A possible downside to this setup is that the postgres transaction is only committed after the response is returned and FastAPI is wrapping up the dependencies. This is likely to be fine for a lot of use cases and if you need to commit earlier then you can do so. Psycopg commits open transactions for you at end of the context block.
Add on: using a psycopg connection pool
With this dependency injection, it is now easy to swap to using a psycopg connection pool. We can open and close our pools with fine grained control using FastAPI events, and then take a connection from that pool in our dependency.

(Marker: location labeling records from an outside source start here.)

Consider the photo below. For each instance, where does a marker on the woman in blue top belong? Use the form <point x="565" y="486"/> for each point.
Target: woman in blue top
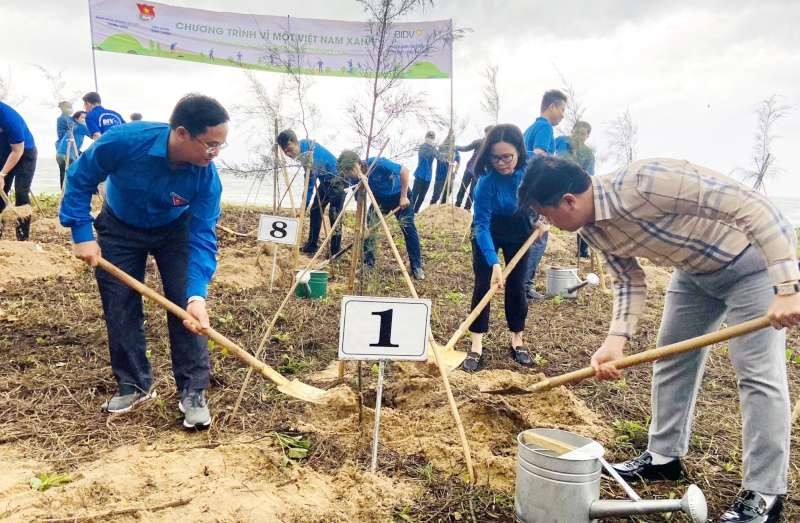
<point x="499" y="224"/>
<point x="76" y="132"/>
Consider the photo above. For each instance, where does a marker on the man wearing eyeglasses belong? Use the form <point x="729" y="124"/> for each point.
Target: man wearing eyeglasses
<point x="162" y="199"/>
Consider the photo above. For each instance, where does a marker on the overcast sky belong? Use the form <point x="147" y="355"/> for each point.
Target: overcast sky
<point x="691" y="73"/>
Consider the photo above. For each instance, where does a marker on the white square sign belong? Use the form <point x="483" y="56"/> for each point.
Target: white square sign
<point x="384" y="328"/>
<point x="278" y="229"/>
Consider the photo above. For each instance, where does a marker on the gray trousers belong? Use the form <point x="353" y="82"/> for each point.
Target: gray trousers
<point x="698" y="304"/>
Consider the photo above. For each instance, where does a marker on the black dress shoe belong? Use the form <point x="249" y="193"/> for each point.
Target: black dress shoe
<point x="750" y="507"/>
<point x="642" y="468"/>
<point x="522" y="356"/>
<point x="472" y="362"/>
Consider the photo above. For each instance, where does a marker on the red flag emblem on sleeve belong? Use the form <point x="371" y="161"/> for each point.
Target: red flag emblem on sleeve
<point x="146" y="12"/>
<point x="178" y="200"/>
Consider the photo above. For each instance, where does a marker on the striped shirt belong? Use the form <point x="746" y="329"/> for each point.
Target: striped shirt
<point x="677" y="214"/>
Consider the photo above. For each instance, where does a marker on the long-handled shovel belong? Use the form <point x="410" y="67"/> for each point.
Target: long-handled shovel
<point x="642" y="357"/>
<point x="292" y="388"/>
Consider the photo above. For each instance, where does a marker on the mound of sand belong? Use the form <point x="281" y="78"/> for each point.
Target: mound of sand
<point x="251" y="267"/>
<point x="236" y="482"/>
<point x="25" y="261"/>
<point x="444" y="217"/>
<point x="416" y="419"/>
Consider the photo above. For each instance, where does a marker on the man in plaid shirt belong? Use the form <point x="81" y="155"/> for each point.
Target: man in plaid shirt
<point x="734" y="256"/>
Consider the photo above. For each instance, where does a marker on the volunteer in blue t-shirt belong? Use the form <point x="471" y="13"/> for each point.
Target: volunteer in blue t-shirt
<point x="539" y="140"/>
<point x="443" y="186"/>
<point x="98" y="118"/>
<point x="163" y="199"/>
<point x="320" y="164"/>
<point x="17" y="164"/>
<point x="388" y="181"/>
<point x="498" y="223"/>
<point x="69" y="145"/>
<point x="424" y="171"/>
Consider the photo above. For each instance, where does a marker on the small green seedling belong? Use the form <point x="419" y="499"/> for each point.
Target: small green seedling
<point x="45" y="480"/>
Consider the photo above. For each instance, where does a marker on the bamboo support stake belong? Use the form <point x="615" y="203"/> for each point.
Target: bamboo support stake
<point x="262" y="345"/>
<point x="431" y="342"/>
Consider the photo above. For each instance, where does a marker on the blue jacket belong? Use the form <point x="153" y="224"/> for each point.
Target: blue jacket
<point x="144" y="191"/>
<point x="13" y="130"/>
<point x="540" y="136"/>
<point x="100" y="120"/>
<point x="324" y="164"/>
<point x="384" y="180"/>
<point x="424" y="171"/>
<point x="495" y="195"/>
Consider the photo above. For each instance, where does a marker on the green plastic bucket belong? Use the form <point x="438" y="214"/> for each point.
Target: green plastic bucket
<point x="317" y="285"/>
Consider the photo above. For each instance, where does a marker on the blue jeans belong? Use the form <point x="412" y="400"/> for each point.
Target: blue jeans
<point x="535" y="254"/>
<point x="406" y="219"/>
<point x="697" y="304"/>
<point x="127" y="247"/>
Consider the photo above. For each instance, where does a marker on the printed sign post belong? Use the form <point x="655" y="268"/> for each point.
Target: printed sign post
<point x="278" y="229"/>
<point x="383" y="329"/>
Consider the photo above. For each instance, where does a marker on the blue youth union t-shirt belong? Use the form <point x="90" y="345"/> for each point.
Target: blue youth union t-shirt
<point x="100" y="120"/>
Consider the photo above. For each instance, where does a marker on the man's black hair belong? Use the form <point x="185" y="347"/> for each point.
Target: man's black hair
<point x="507" y="133"/>
<point x="547" y="179"/>
<point x="551" y="97"/>
<point x="196" y="112"/>
<point x="91" y="98"/>
<point x="286" y="136"/>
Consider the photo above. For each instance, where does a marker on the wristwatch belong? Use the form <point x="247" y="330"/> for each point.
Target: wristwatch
<point x="787" y="288"/>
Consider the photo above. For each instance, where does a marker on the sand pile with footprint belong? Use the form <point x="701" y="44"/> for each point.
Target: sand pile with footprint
<point x="416" y="419"/>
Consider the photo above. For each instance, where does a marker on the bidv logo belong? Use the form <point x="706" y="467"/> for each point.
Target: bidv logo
<point x="409" y="33"/>
<point x="146" y="12"/>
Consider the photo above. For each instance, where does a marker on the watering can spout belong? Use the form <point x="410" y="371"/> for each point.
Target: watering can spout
<point x="693" y="504"/>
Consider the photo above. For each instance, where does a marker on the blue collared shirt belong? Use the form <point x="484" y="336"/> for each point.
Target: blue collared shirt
<point x="100" y="120"/>
<point x="540" y="136"/>
<point x="13" y="129"/>
<point x="384" y="180"/>
<point x="495" y="195"/>
<point x="145" y="191"/>
<point x="324" y="164"/>
<point x="425" y="157"/>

At the end of each request, when the dependency tidies up, the connection will be released back to the pool.
from contextlib import asynccontextmanager
from fastapi import Depends, FastAPI
import psycopg_pool
import psycopg
conn_string = "postgres://postgres@localhost"
pool = psycopg_pool.AsyncConnectionPool(conn_string, open=False)
@asynccontextmanager
async def lifespan(app: FastAPI):
await pool.open()
yield
await pool.close()
app = FastAPI(lifespan=lifespan)
async def get_conn():
async with pool.connection() as conn:
yield conn
@app.get("/visit/")
async def add_visit(conn = Depends(get_conn)):
async with conn.cursor() as cursor:
# Run our queries
await cursor.execute("insert into visits(timestamp) values (now())")
return {"message": "Visit logged"}
The code is available on Github.
Beware how many connections you are opening
With Postgres, open idle connections are still consuming resources. This is fine if we open a fairly small pool; psycopg defaults to using a minimum size of 4 connections.
FastAPI uses uvicorn as its default server for development and basic deployment scenarios, however it can be setup to run with gunicorn rather than uvicorn and use multiple worker processes to optimise the performance on a single machine (making use of multiple cores). In this scenario, because each worker process has independent memory, we will be setting up 4 independent connection pools, bringing us up to 16 connections at minimum. This will be the same if you use uvicorn in a container and horizontally scale your deployment.
It’s hard to say how you should set this up, but you will want to be careful how many connections you have open.